The use of these medicines among children is on the rise and so are potential side effects, which is sparking concern according to a recent study published in Pediatrics.
"CYP2C19 Phenotype and Risk of Proton Pump Inhibitor-Associated Infections," a retrospective, biorepository, cohort study led by Sara Van Driest, MD, PhD, assistant professor of Pediatrics at Monroe Carell Jr. Children's Hospital at Vanderbilt, examined DNA from patients ages 0 to 3 years old at the time of PPI exposure.
PPIs are commonly used in children to treat gastrointestinal disorders, and we are seeing an increase in the number of adverse infection events associated with their use."
Sara Van Driest, principal investigator of the study
"Because these medications are available over the counter for adults, they are thought to be a safe option for children. These medicines are seen as very low risk with few downsides. But what we have found is that PPIs aren't without risk," she stressed.
According to Van Driest, there is a specific enzyme in the body, CYP2C19, that helps break down these medications. The enzyme works differently in each person - from slow, normal, fast and sometimes not at all -- impacting the ability of the medication to be safely metabolized.
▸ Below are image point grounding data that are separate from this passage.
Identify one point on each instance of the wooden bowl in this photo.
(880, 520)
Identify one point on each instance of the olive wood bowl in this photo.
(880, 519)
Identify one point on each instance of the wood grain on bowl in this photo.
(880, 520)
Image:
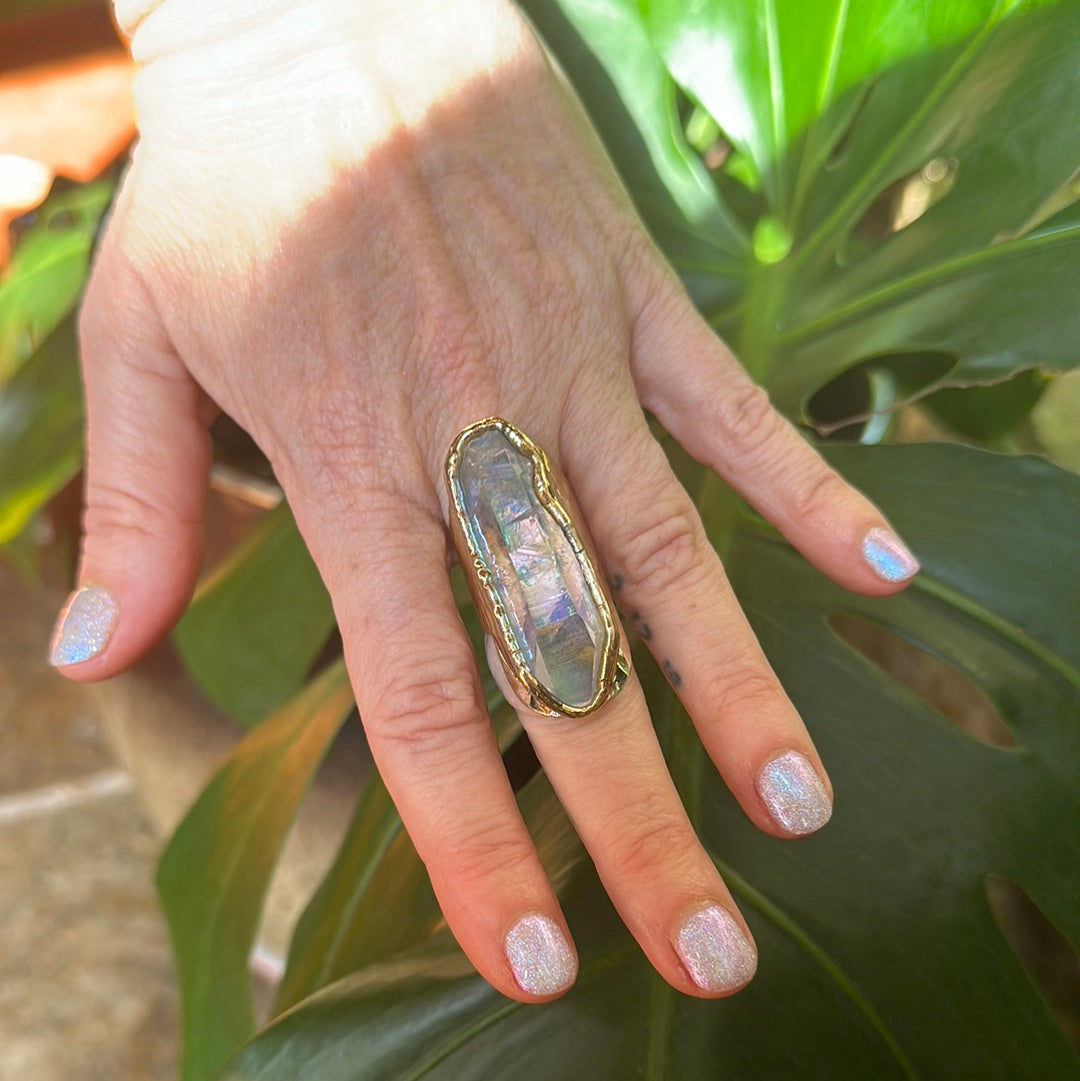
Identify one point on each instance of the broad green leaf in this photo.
(257, 623)
(834, 105)
(988, 413)
(879, 955)
(215, 872)
(41, 437)
(1056, 421)
(44, 277)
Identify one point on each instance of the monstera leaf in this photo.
(864, 189)
(880, 956)
(800, 245)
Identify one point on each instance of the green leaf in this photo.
(988, 413)
(1055, 421)
(879, 953)
(42, 280)
(41, 429)
(257, 623)
(215, 872)
(842, 108)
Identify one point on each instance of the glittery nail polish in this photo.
(888, 556)
(794, 793)
(84, 626)
(714, 949)
(542, 959)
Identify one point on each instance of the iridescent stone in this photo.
(555, 619)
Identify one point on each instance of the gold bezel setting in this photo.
(613, 666)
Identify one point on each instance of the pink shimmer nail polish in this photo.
(542, 959)
(888, 556)
(84, 627)
(714, 949)
(794, 793)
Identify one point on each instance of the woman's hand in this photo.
(358, 236)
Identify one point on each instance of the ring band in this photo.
(531, 576)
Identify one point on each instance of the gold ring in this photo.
(531, 575)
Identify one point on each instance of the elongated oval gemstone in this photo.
(536, 569)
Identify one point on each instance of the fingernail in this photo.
(84, 626)
(714, 949)
(794, 793)
(888, 556)
(542, 959)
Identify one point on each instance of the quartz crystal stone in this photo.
(555, 619)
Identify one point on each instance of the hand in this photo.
(358, 236)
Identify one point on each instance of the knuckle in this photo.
(818, 494)
(428, 718)
(667, 550)
(743, 691)
(332, 444)
(747, 419)
(112, 510)
(492, 850)
(652, 840)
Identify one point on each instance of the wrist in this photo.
(244, 62)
Because CYP2C19 inactivates PPIs, genetic variants that decrease the enzyme's function may increase the medicine levels in the body leading to more infection events. Stomach acid naturally protects the body from dangerous organisms that can be found in water and food. Reducing stomach acid may increase an infant's risk of these kinds of infections.
The study included PPI-exposed infants, both healthy and those with chronic health conditions, with varying levels of enzyme function. In all, 670 individuals were included using BioVU samples, Vanderbilt's biorepository of DNA extracted from discarded blood collected during routine clinical testing.
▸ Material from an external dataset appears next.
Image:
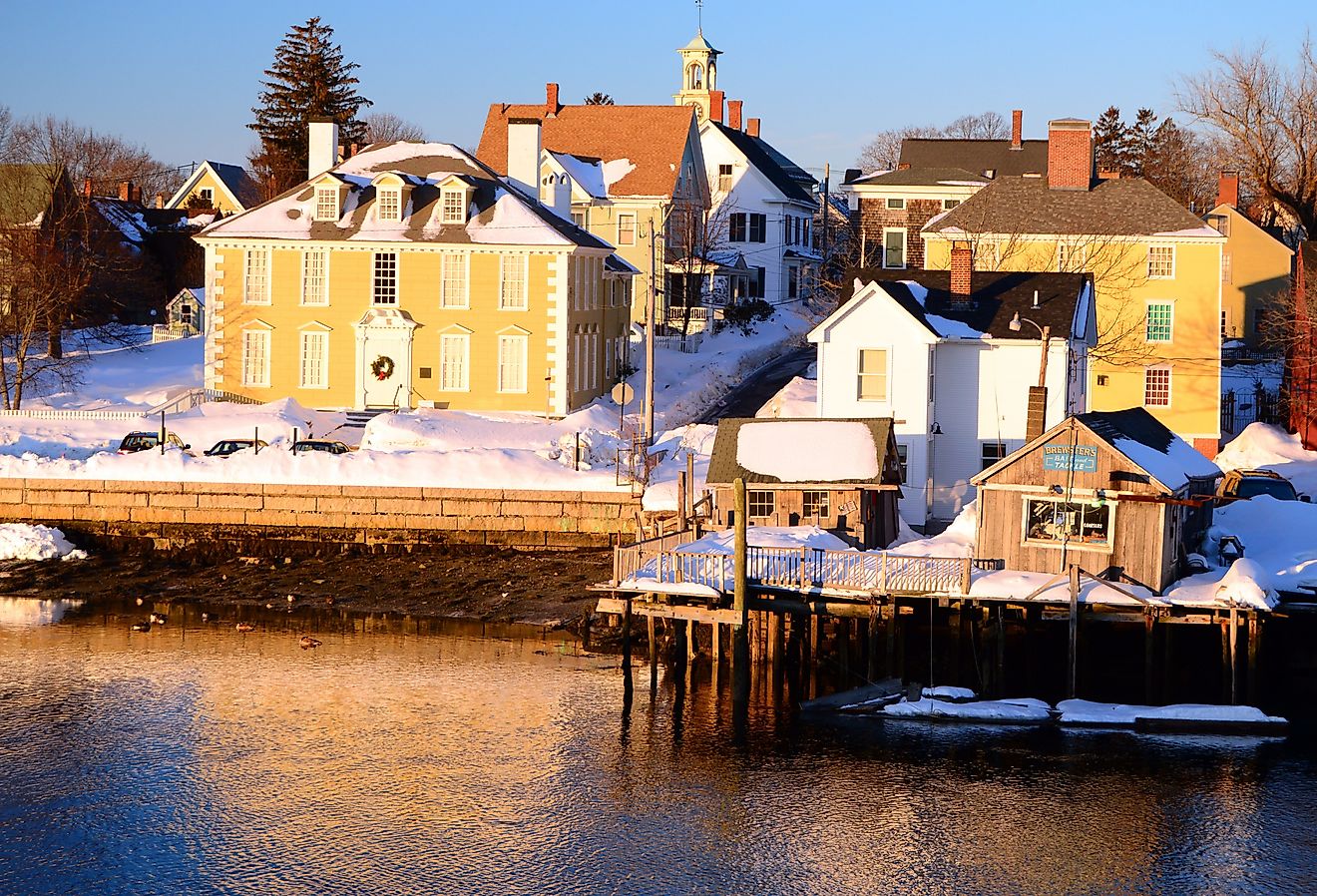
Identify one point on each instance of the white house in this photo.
(953, 364)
The team hopes its findings will help clinicians make the best decisions on prescribing PPIs in children.
"The fact that children who have been characterized as normal CYP2C19 metabolizers actually had more infection events than the fast metabolizers tells us that being exposed to these drug levels actually puts the child at risk for having an extra infection event," said Van Driest.
"We were able to highlight that these medicines do have side effects, and as clinicians we need to think very carefully about the benefits and the risks. We can consider doing a genetic test to identify if a patient is a slow, normal or fast metabolizer."
Genetic testing can be a useful tool to determine if a patient requires a lower or higher dose of the drug.
At Vanderbilt, the PREDICT (Pharmacogenomic Resource for Enhanced Decisions in Care and Treatment) genetic test is available to predict patient responses to drugs. Some people metabolize drugs abnormally, to the point of deriving no benefit from a particular drug or responding dangerously to a normal dose. These different drug responses increasingly are associated with different common genetic variants.
The study findings add to the growing evidence that CYP2C19's impact on PPIs warrants extra consideration when prescribing.
"We are hoping that pediatricians will pause before starting PPIs knowing that there is an increased risk of infections while their patients are on this drug," said Van Driest. "If there is a need to start the drug, they can consider genetic testing to find out their patient's CYP2C19 status."
Van Driest's team was made up of members from the Department of Pediatrics, Biomedical Informatics, Medicine and Pharmacology from Vanderbilt as well as one member of the Nemours Children's Health System in Florida.